Most heart attacks are caused by a blood clot in an artery to the heart that’s been narrowed by a buildup of fatty deposits, or plaque. In the most severe type of heart attack, known as a STEMI heart attack, an artery to the heart is completely blocked, causing the death of some heart tissue.
The current study, known as the FLOWER-MI trial, was the first to do a head-to-head comparison of outcomes in STEMI patients with multi-vessel disease who underwent either FFR-guided stenting or stenting guided by angiography alone.
FFR is a measure of blood flow and pressure through a narrowed coronary artery. It is performed during angiography to determine if the stenosis, or narrowing of the artery, is significant and to guide the stenting procedure. Previous studies have shown that STEMI patients treated with FFR-guided stenting had better outcomes than those treated with medication alone, without the insertion of a stent.
Stenting, also known as coronary angioplasty or percutaneous coronary intervention (PCI), is a minimally invasive procedure in which a flexible tube (catheter) is threaded through a coronary artery under local anesthesia. At the site of the blockage, a tiny balloon at the tip of the catheter is inflated to unblock the artery and a stent, a tiny mesh tube coated with medication, is inserted to prop the artery open, restoring blood flow to the heart. Clinicians typically use angiography to assess the extent of blockage in the coronary artery and guide the stenting procedure.
The trial, conducted at 41 centers in France, enrolled 1,171 patients who had a stent inserted into a blocked coronary artery after a STEMI heart attack and who also had a second coronary artery that was at least 50% blocked. The patients’ average age was 62 years and 83% were men. Immediately after their first stenting procedure, all patients were randomly assigned to undergo a second stenting procedure in the partially blocked artery, guided either by FFR or by angiography alone. The second procedure was performed within five days of the first during the same hospitalization.

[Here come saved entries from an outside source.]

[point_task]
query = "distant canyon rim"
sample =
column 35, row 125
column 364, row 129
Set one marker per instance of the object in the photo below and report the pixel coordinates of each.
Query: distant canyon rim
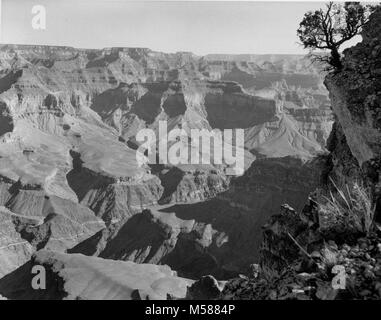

After 12 months, 5.5% of patients in the FFR-guided group had died, had another non-fatal heart attack or had undergone an additional stenting procedure, compared with 4.2% of those in the angiography-guided group, a non-statistically significant difference. Moreover, the FFR-guided procedure was more expensive than the one guided by angiography alone.
The incidence of major adverse cardiovascular events in both groups of patients was considerably lower than the researchers expected, Puymirat said. “These patients were at high cardiovascular risk because of having multi-vessel disease,” he said. “Using data from previous trials and registries in this population, we estimated that about 15% of patients would have an adverse event within one year, but in our study the rate was 5% at one year.”
The study failed to meet its primary endpoint, a composite of death from any cause, non-fatal heart attack, or urgent need for an additional stenting procedure within 12 months. A secondary endpoint looking at cost-effectiveness favored the use of angiography alone. However, the cost-effectiveness analysis was based on the costs of the two treatment approaches in France and might not be applicable in other countries, Puymirat said.
The researchers will continue to follow the patients in the study for another two years.
This study was simultaneously published online in the New England Journal of Medicine at the time of presentation. The study was funded by a grant from the French Ministry of Health with additional support from Abbott.